“A Viagem de Pedro” e “Marte Um” traçam metáforas sobre o Brasil a partir de sonhos e delírios

Laís Bodanzky e Gabriel Martins fazem filmes irmãos na vontade de diagnosticar os desejos represados de suas minorias

O cinema brasileiro vem escarafunchando e construindo nossa identidade filme a filme. De fato, é a sua função enquanto construtor e espelho de cultura. Por isso se fala tanto na necessidade do fomento e na continuidade de políticas públicas que ampliem e não restrinjam sua produção. “A Viagem de Pedro”, de Laís Bodanzky, e “Marte Um”, de Gabriel Martins, são dois exemplares recentes que, em exibição nos cinemas, vêm justamente para amplificar o debate acerca de quem somos nós brasileiros.

“A Viagem…” e “Marte” não poderiam ser filmes mais distintos. Um, o da Bodanzky, é um filme soturno, com ares de biografia psicológica e delirante; o outro, o de Martins, é um conto singelo sobre uma família negra de periferia; um é sobre um imperador e seus desejos de dominação; o outro é sobre pessoas pobres e seus sonhos inalcançáveis. Filmes distintos e irmãos que poderiam muito bem ser exibidos lado a lado.

Em “A Viagem de Pedro”, Cauã Reymond vive ninguém menos que Dom Pedro I, quando em 1831 atravessa o Atlântico para tomar de seu irmão o trono de Portugal e devolvê-lo à sua filha Maria II, coroada pela primeira vez com apenas sete anos de idade. No filme, não veremos a guerra entre absolutistas e liberais ou mesmo a morte do imperador, poucos anos após, vitorioso e tuberculoso. O roteiro, extraordinariamente escrito por Bodanzky, Luiz Bolognesi e Chico Mattoso, se concentra dentro da fragata que faz a travessia do oceano. Contudo, a obra nos informa, ali há uma lacuna histórica, com pouquíssimos documentos que nos digam o que de fato ocorreu na viagem. Anos antes, Dom Pedro havia declarado a independência do Brasil após o então rei de Portugal, João VI, ter deixado o país sob sua regência. Quando Pedro faz a tal viagem, seu filho Pedro II é posto como imperador do Brasil com apenas cinco anos de idade.

Já “Marte Um” conta sobre o desejo de Deivinho (Cícero Lucas) de um dia viajar para o planeta vermelho. O filme, recheado de afeto, acompanha cada um dos membros dessa família de periferia, desde o caçula e seu sonho em se tornar astrofísico, passando pelo pai porteiro, a mãe diarista e a irmã estudante de Direito. Com roteiro também de Gabriel Martins, Marte Um se foca no periférico para mostrar o tamanho do peso que é ser negro no Brasil. Deivinho quer ir pra Marte, mas sabe que o primeiro passo é estudar e, por isso, quer assistir a uma palestra com o renomado e midiático astrônomo Neil deGrasse Tyson. Porém, viajar até São Paulo e pagar pelo evento, por si só, já são etapas por demais distantes, difíceis demais de realizar.

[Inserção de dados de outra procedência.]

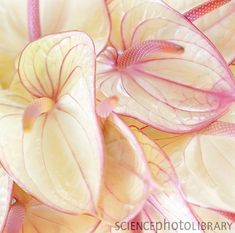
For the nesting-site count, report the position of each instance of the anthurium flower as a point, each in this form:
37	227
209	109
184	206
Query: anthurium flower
214	18
125	168
50	138
164	71
25	20
6	185
204	163
127	181
166	200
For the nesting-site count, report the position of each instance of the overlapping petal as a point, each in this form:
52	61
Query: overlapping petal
127	181
38	218
167	202
56	16
217	25
59	160
5	196
200	160
174	91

Laís Bodansky e Gabriel Martins constroem filmes que falam sobre viagens e que são retratos do país. Se em 1831, Dom Pedro I viajava em um navio inglês repleto de trabalhadores negros (não escravos, mas quase que indigentes), na contemporaneidade de “Marte Um”, a negritude ainda briga por seu direito de sonhar. O filme de Martins é uma resposta à dominação cultural-hegemônica pela qual o Brasil passou e passa, iniciada lá nos tempos de colônia e perpetuada por tantos anos, embora ainda presente na mente de tanta gente. A Viagem de Pedro é um retrato delirante sobre um imperador, mas sobretudo é um relance sobre como este país foi construído na base do trabalho escravo e da opressão patriarcal.

Sintomaticamente, Bodansky retrata um Dom Pedro I impotente. Um homem cheio de poder, mas incapaz de uma ereção. Gabriel Martins não deve ter pensando nessa dualidade, mas seu Deivinho é uma criança com sonhos tão grandes como o de um foguete. Lembra até a música sexy-astronômica do sempre preciso Maurício Pereira, que canta “Beijar-te / E fazer sentido / Querer-te / E me sentir feito um foguete / Que prosseguiu subindo / Pra Marte / Onde te viu sorrindo / E é lindo / Um foguete querer-te e ter-te / E infindo…”.

A Viagem de Pedro e Marte Um estão em exibição nos cinemas.